Entre deux rues, près de la Tamise, un peu perdu.

Humeur de chien, grondement d’ours, démarche pataude. Veines trop claires, figure rouge en devenir, barbe en bataille, col de chemise retroussé. Tatouages trop sombres pour luire dans le noir.

Tu les envies, ces gens faciles, aux vies aisées, aux sourires par milliers. Ils sont là, profitent de la vie, de l’instant présent. Et toi à côté de cela, tu es à la poursuite de ce que tu as laissé fuir. Celle que tu as laissée t’échapper. Ta femme t’a filé entre les doigts comme un poisson trop lisse et trop libre.
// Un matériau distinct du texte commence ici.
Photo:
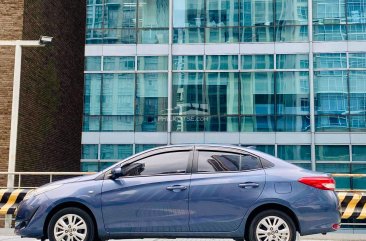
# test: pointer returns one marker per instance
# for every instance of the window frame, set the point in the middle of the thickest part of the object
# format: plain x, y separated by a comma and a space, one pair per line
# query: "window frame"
151, 153
226, 150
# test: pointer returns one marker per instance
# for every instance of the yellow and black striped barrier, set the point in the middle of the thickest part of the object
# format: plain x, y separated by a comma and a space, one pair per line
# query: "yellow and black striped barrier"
353, 204
10, 199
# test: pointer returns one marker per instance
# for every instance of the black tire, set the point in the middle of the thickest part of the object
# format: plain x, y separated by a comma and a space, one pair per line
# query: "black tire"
252, 235
78, 214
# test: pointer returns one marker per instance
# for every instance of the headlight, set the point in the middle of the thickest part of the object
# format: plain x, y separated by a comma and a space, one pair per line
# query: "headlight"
40, 190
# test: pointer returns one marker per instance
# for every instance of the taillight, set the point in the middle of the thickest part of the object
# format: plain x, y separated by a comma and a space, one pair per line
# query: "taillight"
323, 183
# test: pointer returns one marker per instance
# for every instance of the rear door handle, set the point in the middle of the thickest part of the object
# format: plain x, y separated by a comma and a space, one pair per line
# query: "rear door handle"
176, 188
248, 185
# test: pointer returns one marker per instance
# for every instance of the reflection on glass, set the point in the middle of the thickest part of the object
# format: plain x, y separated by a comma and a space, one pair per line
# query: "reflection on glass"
222, 93
257, 34
117, 123
92, 63
188, 35
330, 33
153, 36
257, 124
332, 153
188, 13
331, 92
120, 63
153, 13
89, 151
292, 61
292, 123
92, 92
294, 153
151, 94
330, 61
292, 33
291, 12
118, 94
257, 93
114, 152
226, 162
222, 35
292, 93
188, 62
152, 63
257, 61
120, 14
221, 62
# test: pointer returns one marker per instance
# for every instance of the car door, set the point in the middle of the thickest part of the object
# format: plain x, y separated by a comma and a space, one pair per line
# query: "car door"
151, 197
224, 185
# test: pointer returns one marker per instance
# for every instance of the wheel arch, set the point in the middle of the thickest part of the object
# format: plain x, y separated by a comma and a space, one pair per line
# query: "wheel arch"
70, 204
269, 206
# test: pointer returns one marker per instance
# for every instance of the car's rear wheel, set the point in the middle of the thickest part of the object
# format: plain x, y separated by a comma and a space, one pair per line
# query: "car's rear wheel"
71, 224
272, 225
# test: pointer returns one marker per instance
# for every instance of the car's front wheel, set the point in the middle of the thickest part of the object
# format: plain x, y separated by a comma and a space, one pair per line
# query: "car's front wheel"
272, 225
71, 224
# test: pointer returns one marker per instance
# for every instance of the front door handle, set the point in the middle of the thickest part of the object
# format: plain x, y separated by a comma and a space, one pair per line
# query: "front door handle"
248, 185
176, 188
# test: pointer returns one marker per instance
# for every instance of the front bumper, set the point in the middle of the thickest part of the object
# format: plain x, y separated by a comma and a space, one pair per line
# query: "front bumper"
31, 216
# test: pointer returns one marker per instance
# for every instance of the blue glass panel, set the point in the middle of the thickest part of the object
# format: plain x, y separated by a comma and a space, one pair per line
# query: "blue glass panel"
256, 13
294, 153
120, 14
292, 61
292, 93
222, 123
257, 93
118, 94
153, 36
188, 13
152, 94
117, 123
257, 123
221, 62
257, 34
193, 62
188, 35
332, 153
123, 63
222, 35
330, 32
113, 152
357, 60
152, 63
153, 14
93, 63
257, 62
222, 93
91, 123
292, 123
330, 61
151, 123
89, 151
291, 12
331, 92
92, 92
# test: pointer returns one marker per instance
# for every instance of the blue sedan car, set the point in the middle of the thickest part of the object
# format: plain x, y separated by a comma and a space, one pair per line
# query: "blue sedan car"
185, 191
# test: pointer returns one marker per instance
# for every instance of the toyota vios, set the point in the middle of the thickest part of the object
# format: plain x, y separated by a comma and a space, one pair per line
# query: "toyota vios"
185, 191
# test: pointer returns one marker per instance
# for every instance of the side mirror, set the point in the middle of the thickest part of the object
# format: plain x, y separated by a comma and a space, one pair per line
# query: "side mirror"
116, 172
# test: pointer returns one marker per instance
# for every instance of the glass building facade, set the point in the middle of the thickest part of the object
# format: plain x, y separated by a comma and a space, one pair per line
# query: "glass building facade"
285, 76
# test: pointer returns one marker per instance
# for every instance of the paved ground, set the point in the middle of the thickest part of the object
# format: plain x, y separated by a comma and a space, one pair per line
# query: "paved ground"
343, 235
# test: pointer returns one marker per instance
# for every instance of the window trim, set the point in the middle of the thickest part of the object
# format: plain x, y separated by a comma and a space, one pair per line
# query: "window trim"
232, 151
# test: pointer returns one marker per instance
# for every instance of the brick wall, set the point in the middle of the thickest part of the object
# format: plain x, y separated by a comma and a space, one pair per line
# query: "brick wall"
11, 22
51, 92
51, 98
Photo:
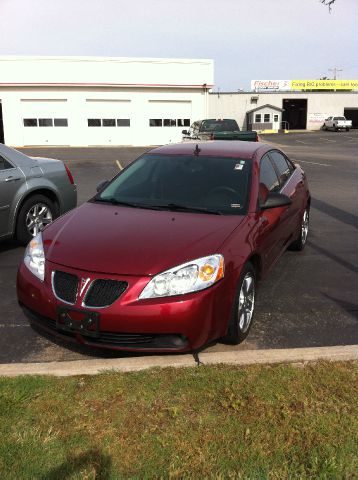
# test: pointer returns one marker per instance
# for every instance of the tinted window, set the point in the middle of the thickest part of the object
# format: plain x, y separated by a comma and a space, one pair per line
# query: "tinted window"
45, 122
168, 122
268, 177
284, 168
215, 183
4, 164
183, 122
60, 122
109, 122
218, 126
123, 122
94, 122
30, 122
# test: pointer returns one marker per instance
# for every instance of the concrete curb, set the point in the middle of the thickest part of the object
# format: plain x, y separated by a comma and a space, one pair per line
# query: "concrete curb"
246, 357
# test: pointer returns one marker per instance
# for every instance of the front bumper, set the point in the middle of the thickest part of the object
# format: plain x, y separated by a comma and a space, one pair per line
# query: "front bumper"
170, 324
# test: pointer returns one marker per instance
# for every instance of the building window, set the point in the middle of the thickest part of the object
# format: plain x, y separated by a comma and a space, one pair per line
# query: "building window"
30, 122
108, 122
45, 122
169, 123
155, 122
123, 122
60, 122
183, 122
94, 122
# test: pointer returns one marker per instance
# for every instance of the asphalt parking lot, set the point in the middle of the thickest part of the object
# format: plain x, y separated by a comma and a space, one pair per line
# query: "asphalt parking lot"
309, 299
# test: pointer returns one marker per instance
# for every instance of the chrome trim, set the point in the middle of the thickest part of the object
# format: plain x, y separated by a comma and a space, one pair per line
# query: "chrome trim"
83, 304
54, 292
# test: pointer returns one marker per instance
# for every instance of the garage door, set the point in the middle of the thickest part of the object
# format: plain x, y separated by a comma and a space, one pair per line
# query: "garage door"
108, 122
166, 119
45, 122
352, 114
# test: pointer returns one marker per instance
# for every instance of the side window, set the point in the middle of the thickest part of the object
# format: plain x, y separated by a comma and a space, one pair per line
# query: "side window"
4, 164
284, 167
195, 127
268, 179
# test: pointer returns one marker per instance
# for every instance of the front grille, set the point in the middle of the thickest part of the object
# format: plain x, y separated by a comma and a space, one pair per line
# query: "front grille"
103, 293
150, 341
65, 286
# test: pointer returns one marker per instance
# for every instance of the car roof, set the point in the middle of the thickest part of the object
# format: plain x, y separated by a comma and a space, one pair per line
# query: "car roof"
223, 148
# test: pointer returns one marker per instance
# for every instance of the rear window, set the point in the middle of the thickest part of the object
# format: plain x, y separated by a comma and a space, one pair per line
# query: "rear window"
216, 183
218, 126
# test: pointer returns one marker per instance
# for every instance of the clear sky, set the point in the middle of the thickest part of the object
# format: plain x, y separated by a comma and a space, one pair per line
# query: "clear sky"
247, 39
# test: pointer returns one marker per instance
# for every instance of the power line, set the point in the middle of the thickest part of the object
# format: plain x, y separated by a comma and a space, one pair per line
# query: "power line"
335, 70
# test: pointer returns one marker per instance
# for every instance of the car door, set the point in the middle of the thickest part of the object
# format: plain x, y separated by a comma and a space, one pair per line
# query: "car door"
272, 222
292, 185
10, 180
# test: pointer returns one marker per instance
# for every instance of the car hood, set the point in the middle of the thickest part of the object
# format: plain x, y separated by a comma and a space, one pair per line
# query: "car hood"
129, 241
Trop déterminé à vivre, trop rapide pour tes griffes.  Enfin toi… ton inconscient défaillant. T’es pas un héros antique, on n’écrit pas de tragédie, tu n’en vaut pas la peine. Tu te dépatouilles dans tes rêves brisés et puis surtout, tu la fermes. L’apitoiement , ce n’est pas ton fort. Tu décides de laisser cette discipline aux plus puérils. Tu fais avec, pas besoin de dissert.
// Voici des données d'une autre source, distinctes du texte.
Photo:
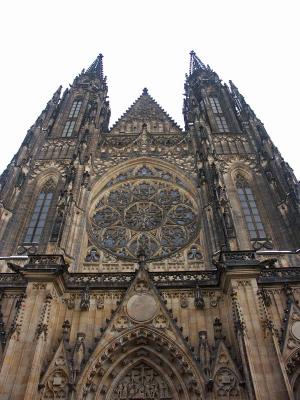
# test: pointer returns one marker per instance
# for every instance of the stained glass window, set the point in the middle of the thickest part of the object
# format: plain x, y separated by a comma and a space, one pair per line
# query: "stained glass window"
251, 213
70, 123
39, 217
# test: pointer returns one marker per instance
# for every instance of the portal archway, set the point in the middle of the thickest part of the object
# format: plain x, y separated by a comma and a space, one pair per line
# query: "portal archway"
141, 362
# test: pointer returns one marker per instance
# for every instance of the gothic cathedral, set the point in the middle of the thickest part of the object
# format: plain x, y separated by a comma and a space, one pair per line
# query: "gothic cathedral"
146, 261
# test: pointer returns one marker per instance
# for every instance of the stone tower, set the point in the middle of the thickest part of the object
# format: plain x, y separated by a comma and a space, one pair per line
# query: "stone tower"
144, 261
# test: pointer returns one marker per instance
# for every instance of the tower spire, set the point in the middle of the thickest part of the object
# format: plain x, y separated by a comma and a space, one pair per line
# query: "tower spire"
96, 68
196, 63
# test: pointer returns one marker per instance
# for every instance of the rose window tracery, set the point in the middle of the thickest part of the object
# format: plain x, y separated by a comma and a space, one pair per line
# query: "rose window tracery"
149, 213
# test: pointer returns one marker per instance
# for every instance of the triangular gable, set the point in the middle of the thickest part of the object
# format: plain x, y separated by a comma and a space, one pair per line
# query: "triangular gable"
142, 305
141, 334
145, 111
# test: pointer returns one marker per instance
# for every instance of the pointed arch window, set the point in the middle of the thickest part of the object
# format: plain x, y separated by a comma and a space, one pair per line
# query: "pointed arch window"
39, 215
250, 210
72, 118
219, 116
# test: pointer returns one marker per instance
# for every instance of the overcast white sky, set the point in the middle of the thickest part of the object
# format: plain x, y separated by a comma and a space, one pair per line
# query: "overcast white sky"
147, 43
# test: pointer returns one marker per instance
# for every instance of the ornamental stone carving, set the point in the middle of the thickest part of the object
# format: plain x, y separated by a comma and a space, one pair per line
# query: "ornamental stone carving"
150, 213
142, 382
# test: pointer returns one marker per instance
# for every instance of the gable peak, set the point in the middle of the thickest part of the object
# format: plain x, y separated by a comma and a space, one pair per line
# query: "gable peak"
145, 109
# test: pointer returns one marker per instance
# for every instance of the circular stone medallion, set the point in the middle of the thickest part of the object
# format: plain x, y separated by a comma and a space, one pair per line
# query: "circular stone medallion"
296, 329
141, 307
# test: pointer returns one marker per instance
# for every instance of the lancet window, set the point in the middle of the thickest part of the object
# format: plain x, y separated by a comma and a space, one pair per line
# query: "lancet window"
72, 118
219, 117
250, 210
39, 216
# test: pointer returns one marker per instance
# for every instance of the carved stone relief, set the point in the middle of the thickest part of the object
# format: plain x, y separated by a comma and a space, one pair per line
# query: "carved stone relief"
152, 214
142, 382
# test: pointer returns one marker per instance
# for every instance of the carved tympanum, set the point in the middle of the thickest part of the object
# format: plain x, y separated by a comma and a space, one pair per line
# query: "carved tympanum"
150, 213
142, 382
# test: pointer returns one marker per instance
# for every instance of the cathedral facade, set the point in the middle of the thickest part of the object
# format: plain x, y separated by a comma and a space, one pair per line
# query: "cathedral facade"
147, 261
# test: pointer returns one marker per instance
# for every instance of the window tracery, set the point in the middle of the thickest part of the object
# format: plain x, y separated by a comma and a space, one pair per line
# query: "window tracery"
249, 207
39, 215
160, 217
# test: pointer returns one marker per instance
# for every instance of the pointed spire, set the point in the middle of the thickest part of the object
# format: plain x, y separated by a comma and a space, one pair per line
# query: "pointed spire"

Et toi dans tout ça, que veux-tu ? Que cherches-tu ce soir ? C’est quoi ta quête, ta raison d’être ? T’en as pas. Pas la moindre. Il y a eu des emmerdes à la distillerie, des soucis qui te passent par-dessus la tête. Eux aussi, ces commerciaux aux grands airs, tu ne les saisis pas. Tu n’as jamais parlé le langage des arnaqueurs et des contrats pièges. T’es un gars clair comme de l’eau roche, pas besoin de te sonder pour te deviner. Prévisible ouais. Elle le savait quand elle est partie. Elle t’avait compris depuis trop longtemps. Et alors, qu’est-ce qu’elle attendait de toi ? Que tu supportes la laisse et que tu te taises ? Non, t’as fait tout l’inverse, fort de son amour, fort de cette réussite utopique. T’as tiré, tourné en rond et rompu le peu qui te liait encore à elle. Mauvaise blague dont tu n’as jamais entendu le rire.
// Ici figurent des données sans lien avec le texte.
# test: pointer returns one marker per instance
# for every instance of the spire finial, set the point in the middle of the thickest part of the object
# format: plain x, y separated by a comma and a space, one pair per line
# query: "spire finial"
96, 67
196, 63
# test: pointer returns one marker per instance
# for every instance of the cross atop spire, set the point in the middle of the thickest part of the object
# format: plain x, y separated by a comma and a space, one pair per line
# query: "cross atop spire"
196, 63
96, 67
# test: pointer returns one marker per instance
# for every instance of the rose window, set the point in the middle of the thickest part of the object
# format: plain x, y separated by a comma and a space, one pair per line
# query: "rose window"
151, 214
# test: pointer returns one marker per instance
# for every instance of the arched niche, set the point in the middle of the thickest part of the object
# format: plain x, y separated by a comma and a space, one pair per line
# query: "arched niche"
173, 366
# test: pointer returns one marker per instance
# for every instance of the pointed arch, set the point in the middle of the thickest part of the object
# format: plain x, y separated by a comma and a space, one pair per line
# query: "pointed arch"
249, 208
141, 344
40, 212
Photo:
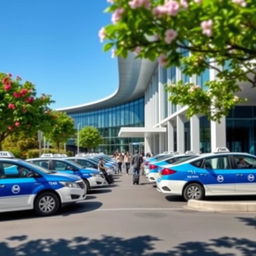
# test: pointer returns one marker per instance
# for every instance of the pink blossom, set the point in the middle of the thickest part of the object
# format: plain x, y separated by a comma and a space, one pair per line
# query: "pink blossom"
102, 34
139, 3
6, 80
23, 91
17, 123
207, 27
117, 15
137, 50
172, 8
193, 88
170, 35
159, 11
16, 95
7, 87
163, 60
29, 100
113, 53
242, 3
169, 8
11, 106
184, 3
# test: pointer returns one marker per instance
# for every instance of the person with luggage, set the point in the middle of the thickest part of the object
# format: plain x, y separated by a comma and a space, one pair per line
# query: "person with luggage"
137, 161
102, 168
127, 161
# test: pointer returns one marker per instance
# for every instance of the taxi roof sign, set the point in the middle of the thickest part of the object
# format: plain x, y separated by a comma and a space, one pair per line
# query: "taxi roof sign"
6, 154
47, 155
221, 150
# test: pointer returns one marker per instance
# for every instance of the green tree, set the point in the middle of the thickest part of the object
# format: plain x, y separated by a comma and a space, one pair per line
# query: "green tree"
90, 137
20, 109
20, 143
62, 128
216, 33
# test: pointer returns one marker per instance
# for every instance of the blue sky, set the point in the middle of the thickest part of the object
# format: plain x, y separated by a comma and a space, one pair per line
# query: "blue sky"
55, 45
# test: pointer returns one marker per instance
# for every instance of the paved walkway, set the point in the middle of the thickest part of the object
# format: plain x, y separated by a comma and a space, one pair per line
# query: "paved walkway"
217, 204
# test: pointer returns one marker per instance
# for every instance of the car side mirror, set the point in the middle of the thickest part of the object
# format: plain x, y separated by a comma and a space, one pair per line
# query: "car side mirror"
208, 166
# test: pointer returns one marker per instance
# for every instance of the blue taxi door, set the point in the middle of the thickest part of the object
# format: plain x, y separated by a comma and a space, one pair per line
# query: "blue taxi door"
16, 192
246, 174
61, 166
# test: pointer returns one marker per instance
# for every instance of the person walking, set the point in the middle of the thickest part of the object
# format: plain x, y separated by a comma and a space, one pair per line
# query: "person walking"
119, 160
136, 162
102, 168
127, 162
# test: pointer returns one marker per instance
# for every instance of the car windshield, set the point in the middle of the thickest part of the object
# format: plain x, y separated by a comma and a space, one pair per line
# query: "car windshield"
183, 159
37, 167
75, 164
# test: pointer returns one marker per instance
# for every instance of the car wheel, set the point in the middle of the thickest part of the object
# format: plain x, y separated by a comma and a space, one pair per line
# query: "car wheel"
193, 191
87, 184
47, 204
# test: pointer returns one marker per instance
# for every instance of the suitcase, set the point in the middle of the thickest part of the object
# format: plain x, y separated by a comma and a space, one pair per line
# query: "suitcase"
136, 178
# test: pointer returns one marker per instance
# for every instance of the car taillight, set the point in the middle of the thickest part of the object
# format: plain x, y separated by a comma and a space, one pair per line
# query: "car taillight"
152, 166
166, 171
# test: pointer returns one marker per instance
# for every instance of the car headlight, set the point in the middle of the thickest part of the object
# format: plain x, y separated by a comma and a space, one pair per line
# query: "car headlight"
69, 184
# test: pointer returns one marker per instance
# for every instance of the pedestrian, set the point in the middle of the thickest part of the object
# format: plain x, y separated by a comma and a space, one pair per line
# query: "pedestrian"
127, 161
136, 162
119, 160
103, 169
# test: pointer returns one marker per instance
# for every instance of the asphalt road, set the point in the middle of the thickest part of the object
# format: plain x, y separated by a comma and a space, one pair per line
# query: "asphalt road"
127, 219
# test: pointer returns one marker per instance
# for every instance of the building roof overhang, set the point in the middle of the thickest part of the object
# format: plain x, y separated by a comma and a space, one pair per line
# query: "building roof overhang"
139, 132
134, 76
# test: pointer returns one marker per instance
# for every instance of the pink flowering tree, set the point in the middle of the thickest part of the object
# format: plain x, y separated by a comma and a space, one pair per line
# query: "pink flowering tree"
20, 109
213, 34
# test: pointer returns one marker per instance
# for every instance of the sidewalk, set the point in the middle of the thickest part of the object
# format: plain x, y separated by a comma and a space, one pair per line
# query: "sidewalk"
222, 206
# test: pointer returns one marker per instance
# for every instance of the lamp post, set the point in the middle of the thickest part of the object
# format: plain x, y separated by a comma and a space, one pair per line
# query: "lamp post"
78, 138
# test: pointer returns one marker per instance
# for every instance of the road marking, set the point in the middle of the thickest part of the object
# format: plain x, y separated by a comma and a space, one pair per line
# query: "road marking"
141, 209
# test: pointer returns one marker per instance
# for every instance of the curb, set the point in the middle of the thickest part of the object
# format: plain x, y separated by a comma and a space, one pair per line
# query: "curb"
223, 206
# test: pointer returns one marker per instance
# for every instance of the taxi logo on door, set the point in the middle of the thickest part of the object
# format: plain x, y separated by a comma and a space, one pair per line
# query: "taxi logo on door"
15, 189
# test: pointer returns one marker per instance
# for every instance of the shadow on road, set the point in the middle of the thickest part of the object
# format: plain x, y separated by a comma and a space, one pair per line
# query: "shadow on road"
249, 221
100, 191
81, 207
116, 246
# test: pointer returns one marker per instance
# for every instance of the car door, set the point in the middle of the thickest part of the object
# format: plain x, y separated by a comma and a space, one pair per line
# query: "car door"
220, 178
246, 174
16, 188
62, 166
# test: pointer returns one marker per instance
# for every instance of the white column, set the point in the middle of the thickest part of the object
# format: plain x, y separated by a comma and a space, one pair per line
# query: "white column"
180, 135
161, 142
170, 132
218, 134
195, 134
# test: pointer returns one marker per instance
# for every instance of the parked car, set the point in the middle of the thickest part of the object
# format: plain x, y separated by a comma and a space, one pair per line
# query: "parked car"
25, 186
91, 177
213, 174
155, 159
155, 168
89, 163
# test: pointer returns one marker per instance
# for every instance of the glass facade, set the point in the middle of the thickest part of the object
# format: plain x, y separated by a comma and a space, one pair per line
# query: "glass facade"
241, 129
205, 135
109, 121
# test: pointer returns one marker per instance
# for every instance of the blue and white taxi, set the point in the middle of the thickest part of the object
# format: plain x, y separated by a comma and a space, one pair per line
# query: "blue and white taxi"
219, 173
91, 177
24, 186
155, 168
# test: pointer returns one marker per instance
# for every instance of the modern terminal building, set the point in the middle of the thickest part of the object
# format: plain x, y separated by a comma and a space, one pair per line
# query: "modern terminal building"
139, 114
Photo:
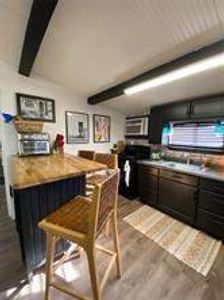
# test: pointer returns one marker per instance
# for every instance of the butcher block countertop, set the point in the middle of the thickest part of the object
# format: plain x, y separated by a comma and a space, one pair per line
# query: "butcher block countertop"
36, 170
Tu n’as pas idée de ce que tu fais. Tu erres dans le Six, c’est trop près de chez toi et ça ne te ressemble pas. L’Absinthe. Un nom vicieux aussi pourri que toi. Ce détail te force à pousser le battant, à découvrir un endroit qui n‘éveille rien en toi. Des murs, des sons et des couleurs. Des odeurs, de la chaleur. Qu’il soit bondé de femmes nues ou de vieux barbus (ou les deux à la fois), c’est du pareil au même. Ce n’est pas ton toit, il n’y a pas son aura. Il n’y a que toi, une foule fiévreuse et trop bruyante, et cette jeune femme aux allures d’enfant perdue. Frêle silhouette avec un comptoir pour rempart. Ça t’arrache un sourire médusé. Les gosses se font exploiter de plus en plus jeunes dans ce quartier.

Tu aboies, pas méchant. Un peu triste aussi. « Donne-moi ce que tu as de plus fort, et bois avec moi. » Pas de retenue. A l'instinct. Tu allonges la monnaie sans compter, t’accoudes et l’inspectes du regard. Jeune, c'est le mot. Combien ? « Comment t’es arrivée là ? » Si jeune. Trop jeune. Et toi, c'est quoi ton histoire ?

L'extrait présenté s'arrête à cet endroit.